Patients undergoing LV lead implantation

In the randomized controlled, prospective trial published in The American Journal of Cardiology, Fabian Barbieri, MD, clinical cardiologist at Medical University Innsbruck in Austria, and researchers analyzed data from 54 patients (median age, 75 years; 80% men) with pacing-induced cardiomyopathy who underwent LV lead implantation within the past month.

Single-night polysomnography determined whether patients had central sleep apnea (n = 27; median age, 75 years; 90% men), obstructive sleep apnea (n = 16; median age, 75 years; 81% men) or no sleep apnea (n = 11; median age, 74 years; 55% men).

Patients with moderate or severe central sleep apnea (n = 22) were assigned CRT or RV pacing. Follow-up was conducted at 3 to 5 months, when patients underwent another single-night polysomnography. Patients were then crossed over and rescheduled for another follow-up single-night polysomnography within 3 to 5 months.
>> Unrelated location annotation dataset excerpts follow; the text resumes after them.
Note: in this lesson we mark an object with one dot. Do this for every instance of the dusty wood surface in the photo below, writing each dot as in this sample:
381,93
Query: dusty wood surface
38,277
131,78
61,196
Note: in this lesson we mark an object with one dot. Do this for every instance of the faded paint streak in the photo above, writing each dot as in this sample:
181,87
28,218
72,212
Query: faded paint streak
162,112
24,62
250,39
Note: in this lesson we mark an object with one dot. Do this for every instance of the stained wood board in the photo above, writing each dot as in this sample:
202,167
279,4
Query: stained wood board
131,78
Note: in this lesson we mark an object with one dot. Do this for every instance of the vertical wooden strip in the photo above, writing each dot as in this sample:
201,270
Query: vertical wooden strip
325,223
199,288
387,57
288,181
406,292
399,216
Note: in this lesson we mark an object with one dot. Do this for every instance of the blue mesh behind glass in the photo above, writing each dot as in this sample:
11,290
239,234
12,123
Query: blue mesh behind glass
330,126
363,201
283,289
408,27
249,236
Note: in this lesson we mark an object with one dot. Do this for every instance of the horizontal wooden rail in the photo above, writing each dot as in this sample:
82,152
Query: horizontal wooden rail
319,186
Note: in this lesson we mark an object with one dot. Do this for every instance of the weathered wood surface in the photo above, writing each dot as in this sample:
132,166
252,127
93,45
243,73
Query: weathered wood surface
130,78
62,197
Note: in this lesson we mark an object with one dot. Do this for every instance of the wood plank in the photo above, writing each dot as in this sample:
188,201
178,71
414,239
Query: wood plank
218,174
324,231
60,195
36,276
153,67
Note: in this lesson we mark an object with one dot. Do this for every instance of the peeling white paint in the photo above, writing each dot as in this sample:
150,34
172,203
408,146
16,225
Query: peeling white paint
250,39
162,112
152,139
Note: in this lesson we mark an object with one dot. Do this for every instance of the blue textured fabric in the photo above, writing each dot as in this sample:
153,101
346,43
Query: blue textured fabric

Patients assigned CRT had an increase in LVEF (31% to 45%; P < .001) compared with RV pacing. These patients also had reductions in LV end systolic volumes (144 mL to 108 mL; P < .001) and NT-proBNP plasma levels (2,343 ng/L to 1,282 ng/L; P < .001). Significant effects were not observed with ongoing RV pacing.

After 3.9 months of CRT, central sleep apnea improved, as shown by decreases in the apnea hypopnea index (39.1 events per hour to 22.2 events per hour; P < .001) and central apnea index (27.1 events per hour to 6.8 events per hour; P < .001). RV pacing minorly improved the apnea-hypopnea index and the central apnea index.

Preexisting central sleep apnea had no effect on the structural response rate and midterm follow-up at a median of 2.8 years.

‘Marker of poor prognosis’

“Sleep apnea is rather a marker of poor prognosis in heart failure patients and not a target per se for intervention,” Dichtl said in an interview. “This has been shown for adaptive servo-ventilation in central sleep apnea in the large SERVE-HF trial. [The] UPGRADE [trial] points in this direction as well, but the study design does not allow to separate the positive effects of CRT on central sleep apnea and clinical outcome.”